Das zentrale Element ist die Mensa, die von vier Figuren junger Afrikaner getragen wird. Auf ihr ruht das Bildnis des heiligen Franz Xaver im Priestergewand – nicht im Todeskampf, sondern als bereits Verstorbener, in Erinnerung an seine unverweste Reliquie, die seit 1637 in Goa aufbewahrt wird.
Über der Mensa erheben sich zwei Podeste mit den Skulpturen eines Seraphen und eines Cheruben, die anstelle der üblichen Säulen stehen. Beide Figuren wurden von Paolo Gropelli geschaffen, der ihnen eine ausdrucksstarke barocke Dynamik verlieh.

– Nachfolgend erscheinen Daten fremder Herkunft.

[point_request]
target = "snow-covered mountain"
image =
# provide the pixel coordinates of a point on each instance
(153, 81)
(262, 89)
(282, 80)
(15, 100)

Der Tabernakel aus schwarzem Stein wurde 1719 durch zwei Marmornischen erweitert, in denen Engel von Jacopo Contieri untergebracht sind. Derselbe Künstler fügte auch die symbolischen Figuren von Europa und Afrika hinzu: eine hellhäutige „Königin“ und ein dunkelhäutiger „König“, die die Ausbreitung des Evangeliums auf alle Kontinente darstellen. Die Sockel dieser Figuren tragen die eingravierten Signaturen Contieris.
Der Aufsatz des Altars ist mit zwei auf Voluten sitzenden Engeln (ebenfalls von Contieri) sowie einem stehenden Engel mit Trompete auf der Spitze geschmückt, der von Angelo Putti gemeißelt wurde.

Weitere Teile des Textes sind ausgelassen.